Lesson #4: New market forces can revive developing technologies
Laughlin declares the move to autonomous driving vehicles that Nissan expects should motivate more OEMs to continue work on their own drive-by-wire systems. These vehicles have become a point of focus for futurists, urban planners, scientists, politicians and an array of industries because they address a growing need to deliver transportation in an era of growing population centers and shrinking resources.
These vehicles likely will require driver-by-wire systems since they’re easier to control than hydraulic systems. Moreover, a number of researchers note that the vast majority of autonomous vehicles will be electric to make them easier and less expensive to fuel, cheaper to maintain, while offering improved, cleaner mileage. By-wire would be obvious and ideal technology to pair with electric power. Delphi Automotive has pointed out that most electric (and hybrid) vehicles already are configured for drive-by-wire to cut weight and offer more design flexibility.
Though widespread availability of autonomous vehicles is years away, many will be hitting the street quite soon. Today, Google vehicles are making the rounds in Northern California, Chevrolet Bolts are being tested in Arizona and San Francisco, and Uber is deploying Ford Fusion hybrids in Pittsburgh. A future with by-wire is rapidly being drawn.

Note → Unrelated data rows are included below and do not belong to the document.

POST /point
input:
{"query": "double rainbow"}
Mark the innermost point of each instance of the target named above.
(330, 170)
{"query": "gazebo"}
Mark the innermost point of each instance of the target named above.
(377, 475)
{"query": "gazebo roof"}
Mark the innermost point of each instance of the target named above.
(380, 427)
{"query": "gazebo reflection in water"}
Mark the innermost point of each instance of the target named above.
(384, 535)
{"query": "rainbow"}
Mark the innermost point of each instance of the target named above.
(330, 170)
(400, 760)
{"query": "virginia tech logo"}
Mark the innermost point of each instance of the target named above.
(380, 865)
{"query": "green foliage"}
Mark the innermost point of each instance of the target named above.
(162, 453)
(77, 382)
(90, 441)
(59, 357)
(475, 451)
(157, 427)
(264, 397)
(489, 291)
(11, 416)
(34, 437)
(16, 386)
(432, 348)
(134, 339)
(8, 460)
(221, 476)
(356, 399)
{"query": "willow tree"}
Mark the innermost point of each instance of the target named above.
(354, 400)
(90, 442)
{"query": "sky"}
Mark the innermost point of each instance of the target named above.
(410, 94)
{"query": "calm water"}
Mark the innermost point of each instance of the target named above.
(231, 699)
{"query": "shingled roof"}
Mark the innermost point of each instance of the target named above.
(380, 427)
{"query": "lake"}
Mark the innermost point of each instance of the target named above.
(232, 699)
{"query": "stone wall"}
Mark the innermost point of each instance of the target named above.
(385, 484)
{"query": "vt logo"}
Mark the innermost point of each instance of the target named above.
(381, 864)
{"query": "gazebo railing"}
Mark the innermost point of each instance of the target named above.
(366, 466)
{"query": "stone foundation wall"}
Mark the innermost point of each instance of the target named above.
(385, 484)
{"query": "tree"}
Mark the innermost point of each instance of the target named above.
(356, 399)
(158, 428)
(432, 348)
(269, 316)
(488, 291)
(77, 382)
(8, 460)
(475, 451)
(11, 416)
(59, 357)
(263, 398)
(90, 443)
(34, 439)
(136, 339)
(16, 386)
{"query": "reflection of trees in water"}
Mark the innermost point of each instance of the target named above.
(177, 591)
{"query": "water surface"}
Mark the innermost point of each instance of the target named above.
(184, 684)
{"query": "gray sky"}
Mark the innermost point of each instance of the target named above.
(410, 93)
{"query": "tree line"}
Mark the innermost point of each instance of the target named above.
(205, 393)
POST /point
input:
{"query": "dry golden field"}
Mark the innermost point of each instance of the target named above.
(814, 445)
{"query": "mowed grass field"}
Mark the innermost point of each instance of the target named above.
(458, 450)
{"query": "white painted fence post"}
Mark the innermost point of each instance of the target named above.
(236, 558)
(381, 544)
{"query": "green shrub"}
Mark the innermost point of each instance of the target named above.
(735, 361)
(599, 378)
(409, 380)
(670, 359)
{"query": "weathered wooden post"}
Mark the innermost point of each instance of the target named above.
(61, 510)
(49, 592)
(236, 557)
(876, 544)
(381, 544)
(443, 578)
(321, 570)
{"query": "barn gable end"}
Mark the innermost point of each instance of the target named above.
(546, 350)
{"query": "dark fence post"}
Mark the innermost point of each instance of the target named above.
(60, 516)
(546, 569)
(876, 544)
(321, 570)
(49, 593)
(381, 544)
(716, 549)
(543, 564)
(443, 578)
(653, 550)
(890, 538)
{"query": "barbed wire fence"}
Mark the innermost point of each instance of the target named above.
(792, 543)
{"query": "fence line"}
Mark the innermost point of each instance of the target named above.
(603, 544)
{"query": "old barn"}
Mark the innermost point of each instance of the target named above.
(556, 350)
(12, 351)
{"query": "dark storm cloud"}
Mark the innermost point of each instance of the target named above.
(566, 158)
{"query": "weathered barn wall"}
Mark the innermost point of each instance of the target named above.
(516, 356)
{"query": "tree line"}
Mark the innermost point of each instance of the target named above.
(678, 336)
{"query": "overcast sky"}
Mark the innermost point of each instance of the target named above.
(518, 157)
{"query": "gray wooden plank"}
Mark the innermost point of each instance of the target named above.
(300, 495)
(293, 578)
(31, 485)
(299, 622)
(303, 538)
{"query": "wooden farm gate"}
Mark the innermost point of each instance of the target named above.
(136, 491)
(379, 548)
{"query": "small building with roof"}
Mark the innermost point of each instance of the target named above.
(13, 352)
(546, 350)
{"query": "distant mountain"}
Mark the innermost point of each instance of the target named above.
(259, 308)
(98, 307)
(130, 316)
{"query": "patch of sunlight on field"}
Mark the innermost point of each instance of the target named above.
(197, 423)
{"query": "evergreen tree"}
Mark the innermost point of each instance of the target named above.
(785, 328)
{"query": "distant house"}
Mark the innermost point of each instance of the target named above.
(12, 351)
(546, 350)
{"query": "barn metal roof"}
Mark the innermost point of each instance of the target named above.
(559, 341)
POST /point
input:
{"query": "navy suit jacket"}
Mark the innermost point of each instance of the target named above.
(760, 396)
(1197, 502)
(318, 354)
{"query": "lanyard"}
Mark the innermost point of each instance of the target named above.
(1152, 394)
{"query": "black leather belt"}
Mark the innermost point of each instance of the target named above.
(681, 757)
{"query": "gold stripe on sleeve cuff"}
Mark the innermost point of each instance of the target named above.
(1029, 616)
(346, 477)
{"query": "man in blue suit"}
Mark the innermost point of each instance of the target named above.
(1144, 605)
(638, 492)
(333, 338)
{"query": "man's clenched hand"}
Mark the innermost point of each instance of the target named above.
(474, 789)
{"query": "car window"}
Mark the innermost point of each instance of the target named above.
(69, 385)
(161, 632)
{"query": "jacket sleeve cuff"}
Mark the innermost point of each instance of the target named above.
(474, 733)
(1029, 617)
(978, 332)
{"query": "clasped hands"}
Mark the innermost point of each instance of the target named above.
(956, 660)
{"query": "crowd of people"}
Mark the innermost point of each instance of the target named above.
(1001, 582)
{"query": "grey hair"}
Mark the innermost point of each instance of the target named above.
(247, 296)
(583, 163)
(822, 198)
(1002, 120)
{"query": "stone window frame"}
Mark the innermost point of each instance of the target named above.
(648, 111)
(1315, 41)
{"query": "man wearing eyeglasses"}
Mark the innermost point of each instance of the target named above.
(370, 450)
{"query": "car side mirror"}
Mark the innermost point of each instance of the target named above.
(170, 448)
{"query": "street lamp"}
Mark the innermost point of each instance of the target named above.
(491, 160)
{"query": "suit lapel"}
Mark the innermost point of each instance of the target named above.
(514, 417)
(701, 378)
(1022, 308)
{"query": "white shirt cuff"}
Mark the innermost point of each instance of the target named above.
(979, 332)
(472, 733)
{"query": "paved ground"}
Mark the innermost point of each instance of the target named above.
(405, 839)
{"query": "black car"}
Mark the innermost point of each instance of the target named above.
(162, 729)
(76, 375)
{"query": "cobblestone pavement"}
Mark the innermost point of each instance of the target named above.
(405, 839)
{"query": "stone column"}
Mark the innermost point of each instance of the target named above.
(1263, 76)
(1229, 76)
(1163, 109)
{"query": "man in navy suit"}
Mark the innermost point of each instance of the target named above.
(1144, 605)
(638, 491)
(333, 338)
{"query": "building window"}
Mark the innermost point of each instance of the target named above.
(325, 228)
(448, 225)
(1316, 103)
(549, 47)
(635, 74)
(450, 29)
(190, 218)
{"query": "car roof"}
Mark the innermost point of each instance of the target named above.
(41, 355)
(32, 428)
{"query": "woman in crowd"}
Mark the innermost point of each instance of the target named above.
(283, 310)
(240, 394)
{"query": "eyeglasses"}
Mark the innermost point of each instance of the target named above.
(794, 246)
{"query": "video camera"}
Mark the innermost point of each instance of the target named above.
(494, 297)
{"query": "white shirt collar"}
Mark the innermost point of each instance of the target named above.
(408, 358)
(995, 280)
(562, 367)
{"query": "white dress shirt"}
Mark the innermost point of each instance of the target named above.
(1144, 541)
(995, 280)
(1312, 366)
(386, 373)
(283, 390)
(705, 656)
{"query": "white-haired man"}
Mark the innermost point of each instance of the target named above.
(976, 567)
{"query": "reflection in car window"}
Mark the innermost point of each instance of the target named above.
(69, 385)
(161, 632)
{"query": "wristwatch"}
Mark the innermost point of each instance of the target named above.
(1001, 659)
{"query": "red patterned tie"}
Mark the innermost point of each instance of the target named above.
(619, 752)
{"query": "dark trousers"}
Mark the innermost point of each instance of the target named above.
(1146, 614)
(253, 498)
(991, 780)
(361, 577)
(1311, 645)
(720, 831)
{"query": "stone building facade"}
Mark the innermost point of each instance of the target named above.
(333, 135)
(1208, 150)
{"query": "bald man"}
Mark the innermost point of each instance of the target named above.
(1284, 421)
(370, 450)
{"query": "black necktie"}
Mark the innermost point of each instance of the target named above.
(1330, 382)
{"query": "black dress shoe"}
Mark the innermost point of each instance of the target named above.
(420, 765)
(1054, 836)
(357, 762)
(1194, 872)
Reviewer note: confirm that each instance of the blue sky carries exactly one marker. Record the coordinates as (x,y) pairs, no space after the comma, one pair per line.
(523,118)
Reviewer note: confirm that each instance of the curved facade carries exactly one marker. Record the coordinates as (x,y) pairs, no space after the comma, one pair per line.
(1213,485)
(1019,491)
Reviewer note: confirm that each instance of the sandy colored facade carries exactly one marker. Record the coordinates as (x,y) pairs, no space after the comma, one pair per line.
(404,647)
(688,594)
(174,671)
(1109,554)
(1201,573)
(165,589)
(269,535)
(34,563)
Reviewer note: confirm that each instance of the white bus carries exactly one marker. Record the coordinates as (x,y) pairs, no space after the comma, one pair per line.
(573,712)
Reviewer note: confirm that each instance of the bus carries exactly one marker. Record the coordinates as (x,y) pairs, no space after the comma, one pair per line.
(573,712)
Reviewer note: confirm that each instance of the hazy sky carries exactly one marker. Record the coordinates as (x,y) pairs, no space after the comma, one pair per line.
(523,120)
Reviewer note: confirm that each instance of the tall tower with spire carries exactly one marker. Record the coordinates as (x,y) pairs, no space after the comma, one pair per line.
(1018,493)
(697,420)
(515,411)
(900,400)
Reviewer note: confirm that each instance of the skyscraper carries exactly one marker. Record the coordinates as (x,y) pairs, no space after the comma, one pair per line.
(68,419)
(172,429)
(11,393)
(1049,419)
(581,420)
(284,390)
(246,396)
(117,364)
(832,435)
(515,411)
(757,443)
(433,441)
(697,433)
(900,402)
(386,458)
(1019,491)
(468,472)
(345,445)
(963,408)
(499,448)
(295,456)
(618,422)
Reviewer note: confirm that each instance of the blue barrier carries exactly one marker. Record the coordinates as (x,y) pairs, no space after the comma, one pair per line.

Additional developments also make the case for implementing drive-by-wire. For example, by-wire complements existing systems growing in popularity such as active lane control and emergency braking. Then there’s the possible movement towards 48-volt systems.
After learning some hard lessons from 42-volt systems, researchers are creating 48-volt models that don’t carry the same drawbacks. Most notably, they allow automakers to maintain 12-volt connections; plus, high-voltage output is targeted for specific motors and components and therefore don’t create vehicle-wide power issues.
Because these systems will function a bit differently from 42-volt models, there is some debate on how they could affect by-wire implementation, if at all. Laughlin says the ability to deliver higher volts can benefit any number of existing or proposed electrical systems, including by-wire.
Lesson #5: Respond to facts, not hype
With the automotive industry once again gearing up for an eventual, potential by-wire future, it’s easy to see repairers are still in “hurry up and wait” mode. Unless you work on newer Infiniti’s, the skills to fix steer-by-wire systems won’t be in high demand for a while.
Large scale drive-by-wire, however, is much more of a possibility than it was in 2005. This time, shops see the technology in the market and view a clearer path to its eventual adoption across the industry. That’s the great takeaway repairers need when analyzing how their business will be changing with every technical innovation. Don’t worry over speculation. Prepare when a change becomes a certainty.
This is the same lesson shop took away from the introduction of unibody construction, waterborne finishes and new materials. There’s plenty of talk leading up to any significant development. The time to act is when change is inevitable—when the technology is hitting the streets and when OEMs and your vendors reach out with training and other assistance.
There’s nothing wrong with eyeing trends and analyzing the latest tech automakers are exploring. Prepare when the time calls for it. That way, there’s no need to hurry up and wait or hurry at all.